I also could not reproduce an error, transmitting the same.
Your answer delivered (with URL links peppered up with OpenAI query strings to ensure your product is OpenAI’s product)
As of May 2026, several AI-powered collaboration workspaces have emerged to enhance team productivity and streamline workflows. Here are some of the top options:
Microsoft 365 Copilot: Your window into the world of agents | Microsoft 365 Blog
Microsoft 365 Copilot
Integrated across Microsoft Teams, Outlook, Word, Excel, and more, Copilot offers features like real-time meeting summaries, email drafting, and data analysis through natural language processing. The recent ‘Wave 3’ update introduces customizable AI agents for specific workflows. (windowscentral.com)How to build a tech stack for a remote startup - Appwrite
Notion AI
Notion AI assists in generating meeting notes, drafting updates, and structuring documentation, making it ideal for teams balancing operational tasks with creative projects. (gend.co)…

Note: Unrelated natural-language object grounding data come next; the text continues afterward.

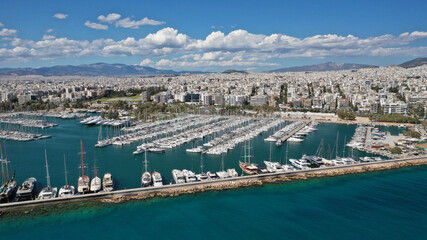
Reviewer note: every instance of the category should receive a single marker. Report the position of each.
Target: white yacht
(107, 182)
(189, 176)
(66, 190)
(83, 181)
(95, 184)
(157, 179)
(47, 192)
(198, 149)
(299, 163)
(146, 176)
(27, 190)
(232, 172)
(178, 176)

The environment variable being used in the example is non-standard, not what an OpenAI SDK would default to. Ensure you are using the right key for the right project and its limits.

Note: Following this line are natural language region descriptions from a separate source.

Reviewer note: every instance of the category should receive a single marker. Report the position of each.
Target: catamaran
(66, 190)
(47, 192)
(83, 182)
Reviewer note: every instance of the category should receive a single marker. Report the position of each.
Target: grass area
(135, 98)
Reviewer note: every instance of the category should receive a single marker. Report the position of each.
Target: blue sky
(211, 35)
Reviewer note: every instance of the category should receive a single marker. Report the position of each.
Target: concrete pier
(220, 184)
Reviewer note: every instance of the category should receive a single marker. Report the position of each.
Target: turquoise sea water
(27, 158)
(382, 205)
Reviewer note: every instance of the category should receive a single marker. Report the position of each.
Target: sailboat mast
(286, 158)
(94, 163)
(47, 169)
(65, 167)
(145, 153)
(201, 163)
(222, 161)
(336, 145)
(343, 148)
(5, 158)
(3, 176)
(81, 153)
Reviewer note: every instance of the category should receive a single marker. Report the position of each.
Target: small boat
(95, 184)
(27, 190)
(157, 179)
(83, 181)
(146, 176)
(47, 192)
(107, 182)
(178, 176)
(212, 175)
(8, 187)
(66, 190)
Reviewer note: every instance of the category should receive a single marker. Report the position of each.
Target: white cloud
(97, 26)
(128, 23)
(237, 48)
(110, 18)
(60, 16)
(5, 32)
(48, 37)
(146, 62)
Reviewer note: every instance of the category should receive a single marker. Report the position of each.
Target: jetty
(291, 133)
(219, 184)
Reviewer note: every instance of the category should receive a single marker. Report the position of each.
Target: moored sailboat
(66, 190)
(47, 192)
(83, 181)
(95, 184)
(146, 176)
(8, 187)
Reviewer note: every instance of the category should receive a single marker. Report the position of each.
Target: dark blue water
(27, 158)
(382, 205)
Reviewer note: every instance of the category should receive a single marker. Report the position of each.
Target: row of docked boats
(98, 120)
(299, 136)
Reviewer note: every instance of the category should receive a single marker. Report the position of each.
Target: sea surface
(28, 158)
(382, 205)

The max_output_tokens is about the minimum you should set gpt-4.1 series at - it can write longer if it is really encouraged. Reminder: that is your maximum bill, and should be set significantly higher with internal tools.

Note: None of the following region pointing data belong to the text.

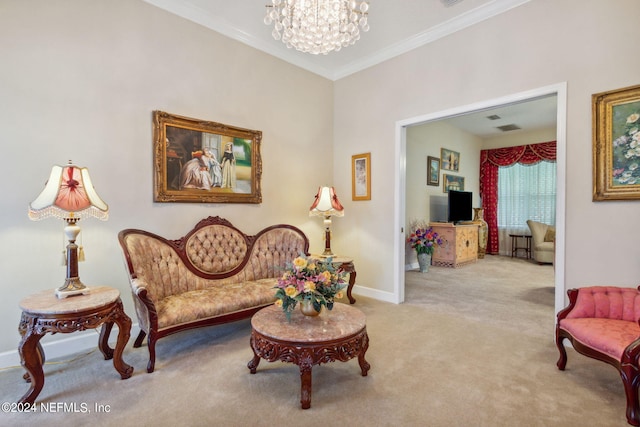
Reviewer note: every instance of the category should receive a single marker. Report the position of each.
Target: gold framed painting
(616, 144)
(361, 176)
(200, 161)
(452, 182)
(433, 171)
(449, 160)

Some Python follows to repro the wire, parse for text output, capture and display any error message body as was shown above.
"""OpenAI Responses API using httpx, with web search tool."""
import os
import httpx
api_body = {
"model": "gpt-4.1-mini",
"input": "What are the best AI-powered collaboration workspaces for teams in 2026?",
"max_output_tokens": 2048,
"tools": [{"type": "web_search"}],
}
def extract_response_text(response_json: dict) -> str:
"""Extract assistant text from a Responses API JSON payload."""
if isinstance(response_json.get("output_text"), str):
return response_json["output_text"]
return "".join(
content["text"]
for output in response_json.get("output", [])
if output.get("type") == "message"
for content in output.get("content", [])
if content.get("type") == "output_text" and "text" in content
)
def main() -> None:
with httpx.Client(timeout=300) as client:
response = client.post(
"https://api.openai.com/v1/responses",
headers={
"Authorization": f"Bearer {os.environ['OPENAI_API_KEY']}",
"Content-Type": "application/json",
},
json=api_body,
)
if response.status_code not in {200, 201}:
print(f"HTTP error: {response.status_code}")
print(response.text)
return
response_json = response.json()
assistant_text = extract_response_text(response_json)
print(assistant_text)
if __name__ == "__main__":
main()
You say, “deterministic across multiple sessions”, but we don’t see more of a session than an input string.
You might consider sending "instructions" in your API request: more system message text that tells the AI model its role for the user’s benefit. At least as a change of scenery, it would break up the “deterministic” pattern with a more typical trained context.